The Most Mormon Non-LDS MBA at Kellogg

Webscraping LinkedIn using R and RSelenium

Posted by Jeff Parker on December 10, 2017

WARNING: If you are a recruiter or a hiring manager, this article contains personal opinions and social details about myself that should not be used to evaluate candidates. These data points can be found on Facebook (publically-facing, intended for social use) but not LinkedIn (employer-facing, intended for professional use).

Background

The other day, I decided to bulk connect to my fellow Northwestern students that are attending Kellogg’s MBA program – specifically my friends I know through my church. I am a Latter-day Saint (LDS, colloquially known as Mormon) as are several MBAs.

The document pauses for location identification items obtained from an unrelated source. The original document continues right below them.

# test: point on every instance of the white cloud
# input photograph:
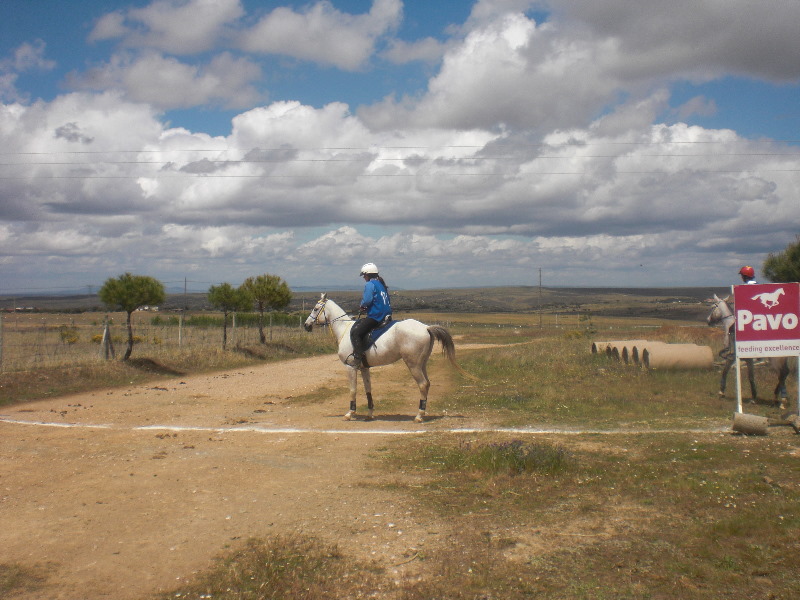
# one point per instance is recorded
(428, 50)
(691, 38)
(173, 26)
(323, 34)
(167, 83)
(534, 145)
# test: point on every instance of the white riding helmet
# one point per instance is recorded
(369, 269)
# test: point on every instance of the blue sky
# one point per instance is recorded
(454, 143)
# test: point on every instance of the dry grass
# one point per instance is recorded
(649, 509)
(78, 367)
(617, 515)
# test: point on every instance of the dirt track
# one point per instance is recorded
(147, 484)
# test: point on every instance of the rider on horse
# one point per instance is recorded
(375, 302)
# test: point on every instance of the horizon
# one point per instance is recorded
(455, 144)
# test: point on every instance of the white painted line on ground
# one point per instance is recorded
(354, 431)
(45, 424)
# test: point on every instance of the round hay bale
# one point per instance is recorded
(600, 347)
(638, 350)
(678, 356)
(750, 424)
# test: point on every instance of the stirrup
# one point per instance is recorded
(353, 361)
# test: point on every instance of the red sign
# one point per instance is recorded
(767, 319)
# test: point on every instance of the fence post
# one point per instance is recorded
(107, 345)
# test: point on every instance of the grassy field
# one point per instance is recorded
(645, 493)
(656, 499)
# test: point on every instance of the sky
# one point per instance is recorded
(452, 143)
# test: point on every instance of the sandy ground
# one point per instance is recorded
(123, 493)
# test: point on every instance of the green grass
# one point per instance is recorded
(557, 380)
(297, 568)
(147, 365)
(633, 517)
(17, 579)
(623, 515)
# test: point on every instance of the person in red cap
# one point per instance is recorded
(748, 275)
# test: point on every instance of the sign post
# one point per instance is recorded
(767, 324)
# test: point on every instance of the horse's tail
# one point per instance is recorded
(441, 335)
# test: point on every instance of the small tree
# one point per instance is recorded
(227, 299)
(267, 292)
(784, 267)
(129, 292)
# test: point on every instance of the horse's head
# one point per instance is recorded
(317, 314)
(719, 311)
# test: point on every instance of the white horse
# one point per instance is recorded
(770, 300)
(721, 314)
(407, 339)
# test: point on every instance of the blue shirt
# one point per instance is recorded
(376, 300)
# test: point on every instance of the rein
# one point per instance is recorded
(321, 307)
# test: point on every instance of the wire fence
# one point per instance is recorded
(39, 340)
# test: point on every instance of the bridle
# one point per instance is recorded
(319, 310)
(718, 315)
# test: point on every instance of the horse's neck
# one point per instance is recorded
(726, 321)
(339, 321)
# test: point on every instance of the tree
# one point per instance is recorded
(267, 292)
(227, 299)
(129, 292)
(784, 267)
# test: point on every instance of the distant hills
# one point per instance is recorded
(669, 303)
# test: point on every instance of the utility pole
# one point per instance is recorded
(540, 297)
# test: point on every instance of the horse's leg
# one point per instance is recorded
(751, 376)
(365, 376)
(781, 365)
(352, 375)
(420, 374)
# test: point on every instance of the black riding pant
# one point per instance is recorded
(359, 332)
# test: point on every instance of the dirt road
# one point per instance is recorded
(125, 492)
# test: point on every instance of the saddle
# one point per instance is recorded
(373, 335)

After sending connection requests to 2-3 MBAs on LinkedIn, I was astounded to see other LDS MBAs come up in the “People Also Viewed” frame. I suspect that LinkedIn’s algorithm unwittingly determined that I was looking for LDS MBAs at Kellogg and fed me one profile after another.

people_also_viewed

I started to become curious to know, after I had connected with all the LDS MBAs, who would be the next most likely MBA profile? In other words, who is the most connected to Mormons Non-LDS MBA at Kellogg? Unfortunately though, once I connected with all the MBAs, the recommendations turned towards their former colleagues. This presented an interesting experiment and became my quest.

Methodology

My way to get to the bottom of this is pretty straight forward. I will see which Kellogg MBA is most connected to the LDS MBA candidates. To do this, I will need to scrape all of the MBAs’ connections. How do I know which MBA candidates are LDS? To be scientific, I used the profiles of members of the Kellogg’s LDSSA (LDS Student Association). Kellogg is a good test population because it is nearly a requirment for students to use LinkedIn.

Webscraping with R

Conducting webscraping in R is something I have wanted to try since I saw a co-worker of mine use RSelenium for a work project. It is one of those things that sounds really advanced and sexy. In fact, a former employer once paid $10,000 for a contractor to build a fairly basic webscrape in PHP. In reality, it was surprisingly simple thanks to Selenium. All it takes is a little knowledge of front-end (HTML, CSS, JavaScript), a little knowledge of R, the piecing together of a few outdate vignettes from the package creators, and some trial-and-error. About 95% of this scrape took me less than an hour… the last 5% took me another 2 hours of fiddling, optimizing and debugging.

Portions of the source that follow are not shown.